The Music of Razors is a haunting, lyrical book, one that makes you think, that keeps you awake late into the night, not wanting to put it down and finally face your own closet monsters. Reading about the doctor Henry’s life you can feel sympathy for him despite the murderous person he ends up as. The same is true for the person he takes over from, Dorian, who enlists Henry to help him call up through occult means one of the angels, which takes the shape of a beautiful leopard. Cameron Rogers not only provides plenty of thrill and chills but reveals the humanity within even his most evil characters. They’re all on a “razor’s edge,” so to speak, with the outcome of their souls in the balance, depending on the choices they make.
If you like the work of Stephen King, Neil Gaiman, and Philip Pullman, you’re sure to also love The Music of Razors. The space that Walter, Hope, her erstwhile boyfriend, Suni, Henry, and other characters (such as the mechanical ballerina, Nimble, and the ogre, Tub) inhabit between worlds, called the “Drop,” reminded me of the world between worlds in Stephen King’s television mini-series Kingdom Hospital. The shocking King Lear-like eye-gouging Walter eventually receives at the hands of Nimble, after she has been “operated” on by Henry, is one of several memorable scenes in the book.

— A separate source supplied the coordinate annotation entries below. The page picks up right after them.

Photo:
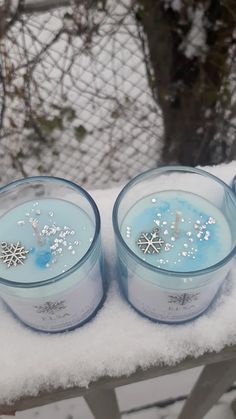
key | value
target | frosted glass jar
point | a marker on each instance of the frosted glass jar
(154, 283)
(58, 283)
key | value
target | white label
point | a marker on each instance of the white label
(167, 305)
(64, 310)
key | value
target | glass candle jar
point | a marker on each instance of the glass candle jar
(50, 254)
(175, 230)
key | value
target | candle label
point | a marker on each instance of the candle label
(167, 305)
(64, 310)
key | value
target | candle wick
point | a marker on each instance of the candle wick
(38, 236)
(178, 216)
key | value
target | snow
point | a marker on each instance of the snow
(117, 341)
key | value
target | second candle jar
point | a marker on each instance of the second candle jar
(50, 253)
(175, 232)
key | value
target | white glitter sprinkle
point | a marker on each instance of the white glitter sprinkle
(211, 220)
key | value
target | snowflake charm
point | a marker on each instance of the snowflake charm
(150, 242)
(13, 254)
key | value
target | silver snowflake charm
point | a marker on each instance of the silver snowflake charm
(150, 242)
(13, 254)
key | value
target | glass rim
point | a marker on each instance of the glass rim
(86, 195)
(159, 170)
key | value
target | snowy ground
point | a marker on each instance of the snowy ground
(139, 398)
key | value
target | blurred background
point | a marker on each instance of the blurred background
(98, 91)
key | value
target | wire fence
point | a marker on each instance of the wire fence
(75, 96)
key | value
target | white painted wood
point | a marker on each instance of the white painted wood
(47, 396)
(103, 404)
(214, 380)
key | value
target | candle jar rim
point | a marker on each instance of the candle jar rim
(161, 170)
(84, 258)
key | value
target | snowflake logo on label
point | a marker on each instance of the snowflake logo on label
(51, 307)
(183, 299)
(13, 254)
(150, 242)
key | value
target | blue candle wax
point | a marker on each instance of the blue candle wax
(177, 231)
(55, 233)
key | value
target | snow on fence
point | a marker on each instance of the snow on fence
(75, 95)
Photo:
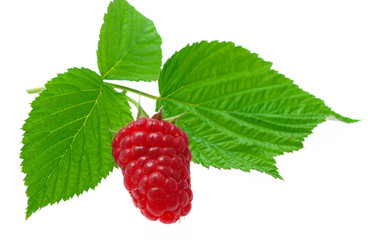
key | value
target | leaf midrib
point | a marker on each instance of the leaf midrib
(133, 43)
(68, 148)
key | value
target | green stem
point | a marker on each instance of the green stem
(132, 90)
(141, 112)
(35, 90)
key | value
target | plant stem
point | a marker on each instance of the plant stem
(132, 90)
(35, 90)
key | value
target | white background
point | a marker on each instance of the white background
(322, 45)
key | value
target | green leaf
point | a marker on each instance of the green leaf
(67, 140)
(241, 113)
(129, 46)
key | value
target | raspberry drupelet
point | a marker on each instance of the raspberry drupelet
(155, 160)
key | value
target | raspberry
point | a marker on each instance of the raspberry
(155, 160)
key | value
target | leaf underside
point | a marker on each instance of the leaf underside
(241, 112)
(67, 141)
(129, 47)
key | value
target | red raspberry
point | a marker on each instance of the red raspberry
(155, 160)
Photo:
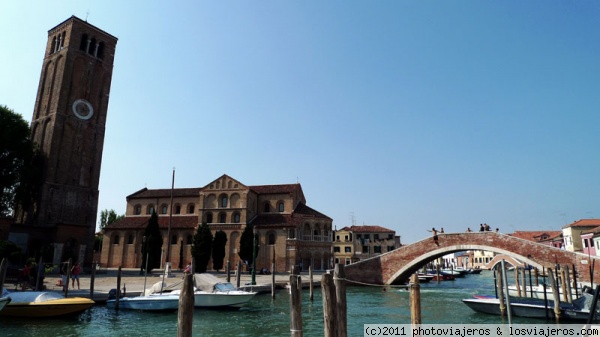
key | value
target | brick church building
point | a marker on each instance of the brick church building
(288, 229)
(68, 124)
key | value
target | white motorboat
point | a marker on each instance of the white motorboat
(533, 308)
(4, 301)
(534, 291)
(154, 302)
(213, 292)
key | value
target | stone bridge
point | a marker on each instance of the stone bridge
(396, 266)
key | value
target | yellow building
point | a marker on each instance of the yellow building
(355, 243)
(289, 231)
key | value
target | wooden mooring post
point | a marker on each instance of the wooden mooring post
(228, 266)
(329, 305)
(517, 283)
(524, 278)
(93, 279)
(415, 300)
(118, 288)
(238, 274)
(564, 283)
(273, 280)
(555, 294)
(310, 285)
(68, 273)
(3, 266)
(339, 280)
(185, 316)
(500, 291)
(295, 303)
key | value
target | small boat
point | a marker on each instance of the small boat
(424, 278)
(533, 308)
(4, 300)
(154, 302)
(44, 304)
(534, 291)
(212, 292)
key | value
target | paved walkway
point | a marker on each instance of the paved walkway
(133, 282)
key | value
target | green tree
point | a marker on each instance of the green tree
(218, 254)
(202, 247)
(246, 242)
(18, 174)
(107, 217)
(152, 248)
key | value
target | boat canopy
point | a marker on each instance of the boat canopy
(206, 282)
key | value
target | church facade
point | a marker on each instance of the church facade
(289, 232)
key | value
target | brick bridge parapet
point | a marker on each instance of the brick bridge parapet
(396, 266)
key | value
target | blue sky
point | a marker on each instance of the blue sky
(403, 114)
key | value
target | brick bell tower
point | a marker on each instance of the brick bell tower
(68, 125)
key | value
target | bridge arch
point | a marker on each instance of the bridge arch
(396, 266)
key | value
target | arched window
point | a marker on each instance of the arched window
(83, 43)
(100, 53)
(271, 238)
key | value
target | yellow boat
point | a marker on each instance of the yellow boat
(44, 304)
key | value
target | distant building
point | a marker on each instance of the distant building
(289, 231)
(355, 243)
(572, 233)
(551, 238)
(590, 241)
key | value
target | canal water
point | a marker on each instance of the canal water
(440, 303)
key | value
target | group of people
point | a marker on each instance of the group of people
(74, 275)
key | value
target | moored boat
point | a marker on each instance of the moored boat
(4, 300)
(44, 304)
(212, 292)
(533, 308)
(155, 302)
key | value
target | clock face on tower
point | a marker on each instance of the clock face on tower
(83, 109)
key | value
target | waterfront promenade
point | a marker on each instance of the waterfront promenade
(106, 279)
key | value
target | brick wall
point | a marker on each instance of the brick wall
(398, 265)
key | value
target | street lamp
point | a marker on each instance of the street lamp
(253, 257)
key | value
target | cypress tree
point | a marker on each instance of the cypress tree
(219, 250)
(152, 248)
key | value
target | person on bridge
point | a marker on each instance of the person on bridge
(434, 231)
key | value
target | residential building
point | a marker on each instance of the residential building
(357, 243)
(572, 233)
(289, 232)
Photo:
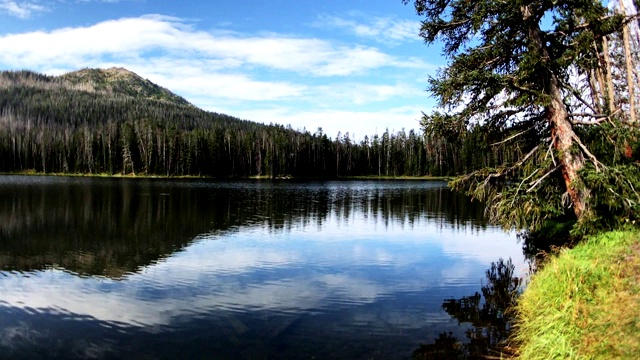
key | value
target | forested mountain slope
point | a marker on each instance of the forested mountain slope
(113, 121)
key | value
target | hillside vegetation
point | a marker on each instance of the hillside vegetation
(112, 121)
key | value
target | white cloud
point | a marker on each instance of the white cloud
(385, 30)
(266, 77)
(21, 9)
(332, 121)
(131, 38)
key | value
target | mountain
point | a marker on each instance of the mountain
(118, 80)
(112, 121)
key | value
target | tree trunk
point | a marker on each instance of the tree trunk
(627, 55)
(607, 60)
(562, 134)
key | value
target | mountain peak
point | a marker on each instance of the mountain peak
(118, 80)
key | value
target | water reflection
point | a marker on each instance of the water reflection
(114, 227)
(489, 315)
(100, 268)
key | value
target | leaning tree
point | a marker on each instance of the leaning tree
(538, 76)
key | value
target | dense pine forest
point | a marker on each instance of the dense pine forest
(114, 122)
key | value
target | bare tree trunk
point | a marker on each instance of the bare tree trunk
(629, 66)
(607, 61)
(562, 134)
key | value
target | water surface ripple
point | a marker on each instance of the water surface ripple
(130, 268)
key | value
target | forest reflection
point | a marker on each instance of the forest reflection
(487, 312)
(112, 227)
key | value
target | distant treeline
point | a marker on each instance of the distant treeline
(51, 126)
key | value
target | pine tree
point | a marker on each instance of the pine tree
(519, 68)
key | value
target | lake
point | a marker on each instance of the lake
(94, 268)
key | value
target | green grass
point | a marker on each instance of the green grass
(584, 303)
(255, 177)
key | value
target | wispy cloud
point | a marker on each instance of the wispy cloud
(21, 9)
(265, 77)
(129, 38)
(385, 30)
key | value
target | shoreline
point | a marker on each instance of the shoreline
(254, 177)
(584, 302)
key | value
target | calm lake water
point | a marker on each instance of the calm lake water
(146, 269)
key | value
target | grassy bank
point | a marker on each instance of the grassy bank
(253, 177)
(585, 302)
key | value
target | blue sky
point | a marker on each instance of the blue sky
(351, 66)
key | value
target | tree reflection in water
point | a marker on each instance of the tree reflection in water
(488, 314)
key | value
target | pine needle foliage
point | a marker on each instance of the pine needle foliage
(525, 72)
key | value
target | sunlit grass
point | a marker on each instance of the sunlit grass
(585, 302)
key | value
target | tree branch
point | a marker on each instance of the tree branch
(537, 182)
(511, 137)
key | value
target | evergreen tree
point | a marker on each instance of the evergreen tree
(518, 68)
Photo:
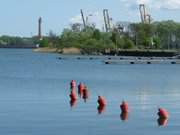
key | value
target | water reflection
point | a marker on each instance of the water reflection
(124, 116)
(162, 121)
(101, 109)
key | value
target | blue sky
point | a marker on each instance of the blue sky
(19, 17)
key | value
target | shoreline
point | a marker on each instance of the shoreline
(131, 52)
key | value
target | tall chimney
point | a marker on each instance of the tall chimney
(39, 28)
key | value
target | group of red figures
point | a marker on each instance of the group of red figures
(83, 93)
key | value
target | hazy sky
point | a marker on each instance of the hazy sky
(19, 17)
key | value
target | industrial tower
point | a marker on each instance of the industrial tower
(145, 17)
(39, 28)
(106, 20)
(83, 19)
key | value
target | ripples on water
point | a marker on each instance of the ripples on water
(34, 96)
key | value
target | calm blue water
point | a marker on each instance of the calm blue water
(34, 96)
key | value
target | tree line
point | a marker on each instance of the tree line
(157, 35)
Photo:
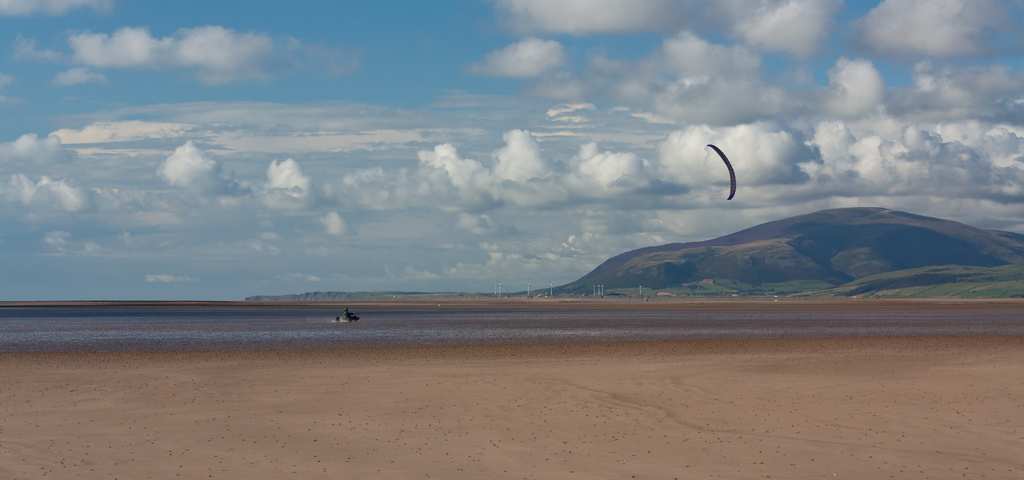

In dealing with the subject of fallen angels, among many other things, The Music of Razors joins authors like Philip Pullman with his excellent His Dark Materials trilogy and the impressive debut by Alan Campbell, Scar Night. All three seem to have been influenced by John Milton’s masterpiece, Paradise Lost. Cameron Rogers is a force to be reckoned with, a bright light on the writing horizon. Buy The Music of Razors and be prepared for a Zen-like experience of reading bliss.